Leucogoniella distincta

Scientific classification
- Domain: Eukaryota
- Kingdom: Animalia
- Phylum: Arthropoda
- Class: Insecta
- Order: Lepidoptera
- Family: Gelechiidae
- Genus: Leucogoniella
- Species: L. distincta
- Binomial name: Leucogoniella distincta (Keifer, 1935)
- Synonyms: Leucogonia distincta Keifer, 1935;

= Leucogoniella distincta =

- Authority: (Keifer, 1935)
- Synonyms: Leucogonia distincta Keifer, 1935

Species of moth

Leucogoniella distincta is a moth of the family Gelechiidae. It was described by Keifer in 1935. It is found in North America, where it has been recorded from California.

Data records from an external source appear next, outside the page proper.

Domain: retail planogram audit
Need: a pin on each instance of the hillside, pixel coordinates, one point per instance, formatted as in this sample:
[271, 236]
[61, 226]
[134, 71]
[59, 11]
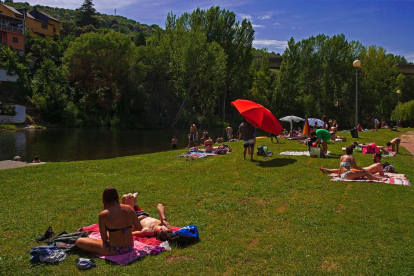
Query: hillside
[117, 23]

The wingspan is 7.5–9 mm. The forewings are rather shining grey, tending to blackish apically, especially beyond the fascia. The plical stigma are faintly darker at one-third. There is a short white outward dash on the costa at halfway, preceded and followed by blackish. There is an antapical white fascia from the costa to the tornus, more or less bent outwardly in the center but not angulate. Some white spots are found around the apical margins, including one on the apex. The hindwings are lighter grey than the forewings.